Тихонько уклал я грузди и гриб в корзину, листья из шапки сверху ссыпал, в пояс поклонился березе и неслышно скатился в густяк березок — поди, уже правнучки они матушке, а вон те ниже к речке — внучки и даже дети. Разве бы зря ее берегли лесоводы, разве зря обихаживают ее синицы и поползни, а дятлы столько сил тратят на березу-семенницу. Заботятся, чтобы не заболела чем-то и не прервалась не только ее жизнь, а и жизнь леса.
Старое дерево в лесу, как старый человек среди нас, людей. От него и жизнь, и наука нам, молодым, и вера святая в вечность самой жизни и родной земли.
— До свидания, мама! — молвил я на прощание, словно побывал не у Боровлянки, а выгостился в деревне у старенькой родимой матушки.
Около полуночи доголубели ольховые головешки на костре, а когда отцвели я опушились сказочными одуванчиками угли, я не запомнил — сдолил меня уютно-покойный сон. Казалось, не мягкая трава и сухая земля, а домашняя постель согревала над обрывом речки Ольховочки. Не тревожили и не бодрили тяжелые поезда, что время от времени надвигались ураганным шумом и грохот осыпью обрушивался с железнодорожного моста в узкую речонку.

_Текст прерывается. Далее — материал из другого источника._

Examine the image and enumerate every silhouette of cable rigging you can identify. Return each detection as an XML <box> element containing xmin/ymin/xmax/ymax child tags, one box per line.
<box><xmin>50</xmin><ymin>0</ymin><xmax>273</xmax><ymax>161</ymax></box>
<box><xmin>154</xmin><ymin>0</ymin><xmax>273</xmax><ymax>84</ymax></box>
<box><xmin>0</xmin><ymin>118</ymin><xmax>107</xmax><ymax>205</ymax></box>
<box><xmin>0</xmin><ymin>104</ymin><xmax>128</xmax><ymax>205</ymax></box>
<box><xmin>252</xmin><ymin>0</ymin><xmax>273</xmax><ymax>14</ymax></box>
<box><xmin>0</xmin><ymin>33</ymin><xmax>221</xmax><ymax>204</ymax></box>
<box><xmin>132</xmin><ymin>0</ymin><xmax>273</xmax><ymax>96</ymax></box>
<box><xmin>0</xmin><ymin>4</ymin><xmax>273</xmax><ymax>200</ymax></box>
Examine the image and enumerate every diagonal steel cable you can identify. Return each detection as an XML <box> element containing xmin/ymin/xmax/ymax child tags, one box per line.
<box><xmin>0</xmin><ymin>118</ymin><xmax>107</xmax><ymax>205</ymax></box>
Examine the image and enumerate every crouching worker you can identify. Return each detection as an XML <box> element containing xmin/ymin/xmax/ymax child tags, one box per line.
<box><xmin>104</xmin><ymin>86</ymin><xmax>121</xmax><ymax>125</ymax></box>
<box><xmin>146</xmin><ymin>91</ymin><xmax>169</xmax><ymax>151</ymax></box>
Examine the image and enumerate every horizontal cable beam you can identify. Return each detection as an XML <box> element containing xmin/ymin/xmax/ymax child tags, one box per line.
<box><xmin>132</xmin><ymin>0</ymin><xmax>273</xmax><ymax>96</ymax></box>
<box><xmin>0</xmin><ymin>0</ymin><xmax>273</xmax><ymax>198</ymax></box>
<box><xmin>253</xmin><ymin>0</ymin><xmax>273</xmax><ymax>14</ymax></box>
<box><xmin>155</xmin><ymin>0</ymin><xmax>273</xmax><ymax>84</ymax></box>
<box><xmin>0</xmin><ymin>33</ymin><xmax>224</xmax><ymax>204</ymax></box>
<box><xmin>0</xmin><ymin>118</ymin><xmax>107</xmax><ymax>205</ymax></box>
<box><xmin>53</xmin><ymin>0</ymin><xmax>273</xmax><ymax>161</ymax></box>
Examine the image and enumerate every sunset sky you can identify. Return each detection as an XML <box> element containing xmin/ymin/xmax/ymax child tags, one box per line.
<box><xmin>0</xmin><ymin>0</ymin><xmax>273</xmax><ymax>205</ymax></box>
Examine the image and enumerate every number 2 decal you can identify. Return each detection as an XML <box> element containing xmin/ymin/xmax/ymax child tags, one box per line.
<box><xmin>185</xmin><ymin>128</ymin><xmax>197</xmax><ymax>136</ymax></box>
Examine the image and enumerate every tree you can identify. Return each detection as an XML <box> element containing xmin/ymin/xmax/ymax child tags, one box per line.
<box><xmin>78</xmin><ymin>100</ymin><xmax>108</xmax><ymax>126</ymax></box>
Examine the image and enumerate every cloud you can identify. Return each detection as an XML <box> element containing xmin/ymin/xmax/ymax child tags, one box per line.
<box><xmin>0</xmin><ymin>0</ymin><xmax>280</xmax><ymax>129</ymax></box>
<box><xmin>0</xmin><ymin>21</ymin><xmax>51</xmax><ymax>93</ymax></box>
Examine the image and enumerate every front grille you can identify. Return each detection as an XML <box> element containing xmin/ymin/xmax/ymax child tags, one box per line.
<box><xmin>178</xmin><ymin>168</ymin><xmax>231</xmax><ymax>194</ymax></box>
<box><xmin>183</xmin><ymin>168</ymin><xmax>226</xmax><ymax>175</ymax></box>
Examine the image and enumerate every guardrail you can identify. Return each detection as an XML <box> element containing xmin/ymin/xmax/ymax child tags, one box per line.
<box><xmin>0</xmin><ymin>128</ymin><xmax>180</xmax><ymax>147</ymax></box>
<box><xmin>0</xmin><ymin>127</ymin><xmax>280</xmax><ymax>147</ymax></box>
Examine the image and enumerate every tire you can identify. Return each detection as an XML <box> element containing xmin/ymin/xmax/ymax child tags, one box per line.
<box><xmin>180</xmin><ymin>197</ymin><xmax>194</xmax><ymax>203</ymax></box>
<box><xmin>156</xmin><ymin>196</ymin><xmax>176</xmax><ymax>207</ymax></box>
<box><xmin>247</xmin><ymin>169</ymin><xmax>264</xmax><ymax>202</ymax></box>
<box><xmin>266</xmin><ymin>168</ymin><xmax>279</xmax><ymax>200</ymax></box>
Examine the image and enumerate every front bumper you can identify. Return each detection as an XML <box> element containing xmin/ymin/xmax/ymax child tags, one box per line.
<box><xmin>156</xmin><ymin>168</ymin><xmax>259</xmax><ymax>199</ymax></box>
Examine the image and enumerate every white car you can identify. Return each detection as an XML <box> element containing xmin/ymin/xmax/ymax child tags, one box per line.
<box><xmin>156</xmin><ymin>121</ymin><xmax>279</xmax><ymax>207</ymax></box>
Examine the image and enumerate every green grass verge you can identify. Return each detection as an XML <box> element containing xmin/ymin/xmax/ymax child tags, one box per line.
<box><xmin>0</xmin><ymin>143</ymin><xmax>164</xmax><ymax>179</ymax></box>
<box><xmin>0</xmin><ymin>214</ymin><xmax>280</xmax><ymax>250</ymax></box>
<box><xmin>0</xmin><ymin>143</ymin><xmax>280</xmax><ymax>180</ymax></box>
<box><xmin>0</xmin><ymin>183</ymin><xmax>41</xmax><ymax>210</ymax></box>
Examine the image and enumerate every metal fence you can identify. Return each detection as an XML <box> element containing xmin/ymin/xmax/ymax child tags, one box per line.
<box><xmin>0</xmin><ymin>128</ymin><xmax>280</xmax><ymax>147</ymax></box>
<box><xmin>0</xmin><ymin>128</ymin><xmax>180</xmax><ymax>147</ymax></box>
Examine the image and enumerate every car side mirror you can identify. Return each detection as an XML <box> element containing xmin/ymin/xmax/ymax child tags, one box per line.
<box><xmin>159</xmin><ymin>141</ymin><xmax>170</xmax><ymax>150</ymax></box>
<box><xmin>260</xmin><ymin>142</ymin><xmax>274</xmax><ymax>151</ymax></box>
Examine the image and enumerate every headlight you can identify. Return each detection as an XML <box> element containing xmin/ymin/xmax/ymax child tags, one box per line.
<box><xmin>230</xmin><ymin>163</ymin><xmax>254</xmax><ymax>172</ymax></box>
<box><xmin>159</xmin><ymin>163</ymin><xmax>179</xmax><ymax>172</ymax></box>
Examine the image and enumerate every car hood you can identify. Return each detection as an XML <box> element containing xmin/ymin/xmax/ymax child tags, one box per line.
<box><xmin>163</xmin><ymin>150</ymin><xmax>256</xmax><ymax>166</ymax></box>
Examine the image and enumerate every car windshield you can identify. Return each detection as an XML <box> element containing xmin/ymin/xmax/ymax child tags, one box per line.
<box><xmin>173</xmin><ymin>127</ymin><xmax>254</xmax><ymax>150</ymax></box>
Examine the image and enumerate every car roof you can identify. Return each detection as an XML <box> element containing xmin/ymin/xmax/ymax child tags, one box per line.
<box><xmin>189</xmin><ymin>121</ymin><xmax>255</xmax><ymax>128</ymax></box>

Нет, никогда не мешает мне близость железной дороги. Наоборот, здесь не чувствуется одиночество и нет ощущения потерянности среди ночного пространства. Рядом живет и работает круглосуточно вся страна от запада до востока, длинные составы уносят и грузы, и людей — богатство со всех уголков Отечества. Поэтому, засыпая у крохотной речки — ее и на местной карте не сыскать! — я всякий раз мысленно обнимаю родную землю и незнакомых, но дорогих людей. Радуюсь за тех, кто ведет электропоезда и видит ночные леса и поля, мою ничем не приметную Ольховочку, города и полустанки.
Не знаю, сколько бы я спал сухоросной июньской ночью, если б внезапно не схолодало и обвальный гром не встряхнул меня у затухшего огнища. Сперва почудилось, будто очередной состав свернул с полотна дороги и направился вдоль речки к моему ночлегу. Однако никакого поезда не было в помине: занижаясь к поречью, с северо-запада толкались и клубились черные, с белесым исподом тучи, а дальше у реки Исети коротко вспыхивала и взгремливала гроза. Листва на ольхах и черемухе жалобно трепыхалась, возникший ветер сердито, с надсадой тянул за собой ливневую стену.
Дождь накрыл куст черемухи и ослепил меня, точно я сидел вовсе не на суше, а с головой занырнул в круто кипевшую речку. Окатный ливень столь же быстро отшумел-удалился к большой реке, и небо свободно засинело умытым рассветом. И хотя крупные капли с деревьев еще булькали по-рыбьи в воду и было не по-летнему сыро-прохладно, по ивнякам звучно ожили соловьи.